Short Extract from the House Hunt Saga

You may have noticed there has been no overly excited, exclamation-mark filled post about my new flat. There’s a very good reason for this: it doesn’t exist. Still, after nearly a month, I am flat-less. I’ve got a flatmate, Tamara, she’s fantastic. But she’s also in New York at the moment. We’re down to the final three, but I thought I’d throw in this little description of one lovely flat we went to see last week.

We’d initially turned down the option of viewing this flat, as the estate agents (who to be honest aren’t very good at there jobs) had put us off by saying it was too small. I’m 5’3” surely it couldn’t be that bad? So it was with this thought that we gave in and went to have a look, as well as discovering that really there weren’t that many flats about.

The flat itself was very central and on the top floor of its building, making it an attic. The first room we came to was a huge (for the size of the flat) sitting room with a big sofa and plenty of standing space. The doors were a little low, but that would only matter when I had normal sized friends to come and stay.

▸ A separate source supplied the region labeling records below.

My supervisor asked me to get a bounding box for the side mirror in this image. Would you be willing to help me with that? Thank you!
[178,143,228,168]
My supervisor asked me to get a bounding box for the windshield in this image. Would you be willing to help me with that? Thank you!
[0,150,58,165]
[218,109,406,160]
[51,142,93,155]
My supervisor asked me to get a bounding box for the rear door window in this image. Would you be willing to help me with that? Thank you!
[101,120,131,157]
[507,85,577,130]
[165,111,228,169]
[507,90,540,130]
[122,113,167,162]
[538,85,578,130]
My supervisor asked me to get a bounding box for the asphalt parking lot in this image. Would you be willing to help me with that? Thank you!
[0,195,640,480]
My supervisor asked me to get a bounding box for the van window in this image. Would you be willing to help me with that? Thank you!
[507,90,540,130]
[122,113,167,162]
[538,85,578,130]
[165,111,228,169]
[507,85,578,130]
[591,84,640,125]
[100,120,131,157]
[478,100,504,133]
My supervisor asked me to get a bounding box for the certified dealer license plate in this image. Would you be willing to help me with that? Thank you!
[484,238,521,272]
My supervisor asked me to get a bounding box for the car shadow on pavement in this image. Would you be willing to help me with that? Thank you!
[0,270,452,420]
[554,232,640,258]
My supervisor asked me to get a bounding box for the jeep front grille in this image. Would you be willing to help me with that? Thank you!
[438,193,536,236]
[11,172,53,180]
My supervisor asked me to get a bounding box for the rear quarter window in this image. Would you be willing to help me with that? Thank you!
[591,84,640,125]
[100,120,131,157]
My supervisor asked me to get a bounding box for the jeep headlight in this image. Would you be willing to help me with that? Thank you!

The first bedroom was also ok. Lots of light from the skylight and you’d only be in danger of knocking yourself out if you slept with your head towards the wall. There was no extra room for a wardrobe, so that was kept in the lounge.

As for the second bedroom, this was when things started to go a bit more down hill. The bed in the cubby hole (it was in no way an actual room) resembled a small sofa rather than a bed. Here too there was no space for any extra furniture, but there was no replacement. Compulsory floor-drobe in there then.

The kitchen was split into two rooms: one was simply cupboards with a large beam running through the middle at my face height. A little bit awkward. The other was easier to stand up in, but had the tragic problem of no oven. I pointed this out and Tamara seemed to understand my need for making excessive amounts of cake.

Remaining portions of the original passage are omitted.